Search code examples
pythonauthenticationbeautifulsouplxmlaccess-token

Authentication results in 404 code


There is a website I need to scrape, but before I do I need to login.

There seems to be three things I need to get in, the username, password and authenticity token. The user name and password I know, but I am not sure how to access the token.

This is what I have tried:

import requests
from lxml import html

login_url = "https://urs.earthdata.nasa.gov/home"

session_requests = requests.session()
result = session_requests.get(login_url)
tree = html.fromstring(result.text)
authenticity_token = list(set(tree.xpath("//input[@name='authenticity_token']/@value")))[0]

payload = {"username": "my_name",
           "password": "my_password",
           "authenticity_token": authenticity_token}

result = session_requests.post(
    login_url, 
    data = payload, 
    headers = dict(referer=login_url)
)

print (result)

This results in :

<Response [404]>

My name and password are entered correctly so it is the token that must be going wrong. I think the problem is this line:

authenticity_token = list(set(tree.xpath("//input[@name='authenticity_token']/@value")))[0]

or this line:

payload = {"username": "my_name",
               "password": "my_password",
               "authenticity_token": authenticity_token}

by looking at the source code on the webpage I noticed there is a authenticity_token, csrf-token and a csrf-param. So its possible these are in the wrong order, but I tried all the combinations.

EDIT:

Here is a beautiful soup approach that results in 404 again.
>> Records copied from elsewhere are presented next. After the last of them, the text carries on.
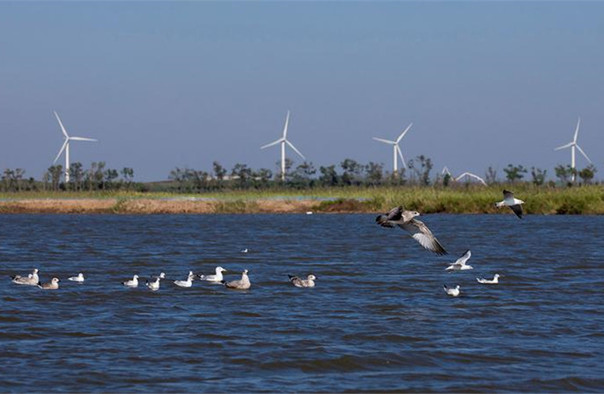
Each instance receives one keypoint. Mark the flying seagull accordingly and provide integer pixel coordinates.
(418, 230)
(493, 281)
(510, 201)
(460, 264)
(299, 282)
s = requests.session()                                                         
response = s.get(login_url)   

soup = BeautifulSoup(response.text, "lxml")                                            
for n in soup('input'): 
    if n['name'] == 'authenticity_token':                                             
        token = n['value'] 
    if n['name'] == 'utf8':
        utf8 = n['value']                                               
        break

auth = {                                                                       
    'username': 'my_username'                                                       
    , 'password': 'my_password'                                                 
    , 'authenticity_token': token    
    , 'utf8' : utf8                                                 
}    

s.post(login_url, data=auth) 

Solution

  • If you inspect the page you'll notice that form action value is '/login', so you have to submit your data to https://urs.earthdata.nasa.gov/login'.

    login_url = "https://urs.earthdata.nasa.gov/login"
    home_url = "https://urs.earthdata.nasa.gov/home"
    
    s = requests.session()                                                         
    soup = BeautifulSoup(s.get(home_url).text, "lxml")                                            
    data = {i['name']:i.get('value', '') for i in soup.find_all('input')}
    data['username'] = 'my_username'
    data['password'] = 'my_password'
    result = s.post(login_url, data=data)
    
    print(result)
    

    < Response [200]>

    A quick example with selenium:

    from selenium import webdriver
    
    driver = webdriver.Firefox()
    url = 'https://n5eil01u.ecs.nsidc.org/MOST/MOD10A1.006/'
    
    driver.get(url)
    driver.find_element_by_name('username').send_keys('my_username')
    driver.find_element_by_name('password').send_keys('my_password')
    driver.find_element_by_id('login').submit()
    
    html = driver.page_source
    driver.quit()